Sergei Tchoban ist ein weltweit tätiger Architekt, renommierter Künstler, überzeugter Stifter und nicht zuletzt passionierter Sammler. Ob seine Sammlung historischer Architekturzeichnungen eher die künstlerische oder berufliche Seite in ihm inspiriert, lässt sich schwer sagen. Fest steht, jeder Baustein ist wohlkuratiert.

IN NUR 22 JAHREN hat Sergei Tchoban Hunderte Architekturzeichnungen aus verschiedenen Ländern und Epochen zusammengetragen und damit eine der wichtigsten Sammlungen in diesem Segment geschaffen.
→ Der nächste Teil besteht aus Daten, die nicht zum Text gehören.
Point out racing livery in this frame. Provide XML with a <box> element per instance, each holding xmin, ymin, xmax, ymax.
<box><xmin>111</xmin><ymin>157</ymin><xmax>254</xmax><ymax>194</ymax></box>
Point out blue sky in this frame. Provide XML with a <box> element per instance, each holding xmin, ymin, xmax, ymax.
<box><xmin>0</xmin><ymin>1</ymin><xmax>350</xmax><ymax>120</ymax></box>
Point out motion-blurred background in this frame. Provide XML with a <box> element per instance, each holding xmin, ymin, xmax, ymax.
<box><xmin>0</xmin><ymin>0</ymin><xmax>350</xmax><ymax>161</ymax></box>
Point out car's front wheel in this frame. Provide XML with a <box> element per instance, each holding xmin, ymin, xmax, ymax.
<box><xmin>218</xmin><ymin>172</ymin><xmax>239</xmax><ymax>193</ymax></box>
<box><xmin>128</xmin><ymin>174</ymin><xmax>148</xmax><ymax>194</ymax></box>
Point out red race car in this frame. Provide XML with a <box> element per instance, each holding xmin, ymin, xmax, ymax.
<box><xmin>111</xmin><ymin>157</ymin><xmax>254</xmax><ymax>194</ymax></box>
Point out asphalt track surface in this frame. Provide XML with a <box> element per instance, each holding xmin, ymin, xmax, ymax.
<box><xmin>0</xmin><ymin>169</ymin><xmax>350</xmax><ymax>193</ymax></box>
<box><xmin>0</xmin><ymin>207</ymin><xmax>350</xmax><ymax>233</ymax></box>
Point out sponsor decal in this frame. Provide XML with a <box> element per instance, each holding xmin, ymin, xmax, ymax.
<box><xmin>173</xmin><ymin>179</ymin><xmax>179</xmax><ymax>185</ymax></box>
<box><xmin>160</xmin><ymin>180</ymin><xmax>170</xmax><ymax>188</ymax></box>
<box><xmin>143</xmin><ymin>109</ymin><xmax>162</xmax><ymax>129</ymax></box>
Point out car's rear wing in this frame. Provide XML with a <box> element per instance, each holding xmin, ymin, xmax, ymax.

Alles begann 2001 mit dem Erwerb eines Werks des Klassizisten Pietro di Gottardo Gonzaga (1751–1831): „Streng genommen war Gonzaga gelernter Bühnenbildner, empfand sich jedoch zeitlebens als Architekt. Seine Entwürfe waren überaus lebendig frei Hand gezeichnet. Kolonnaden, Raumabfolgen, Ornamente – alles in wunderbarer Sepiatusche oder als Aquarell. Meine persönliche Handschrift habe ich unter anderem aus seiner Kunst entwickelt“, erzählt Tchoban. Auf Gonzaga folgten viele weitere Meister der Architekturzeichnung, zum Beispiel Auguste de Montferrand, Jacques Androuet du Cerceau oder Hubert Robert. Manche der historischen Werke hat der Sammler ersteigert, viele wurden aus Privatbesitz an ihn herangetragen – die Szene ist klein, man kennt sich.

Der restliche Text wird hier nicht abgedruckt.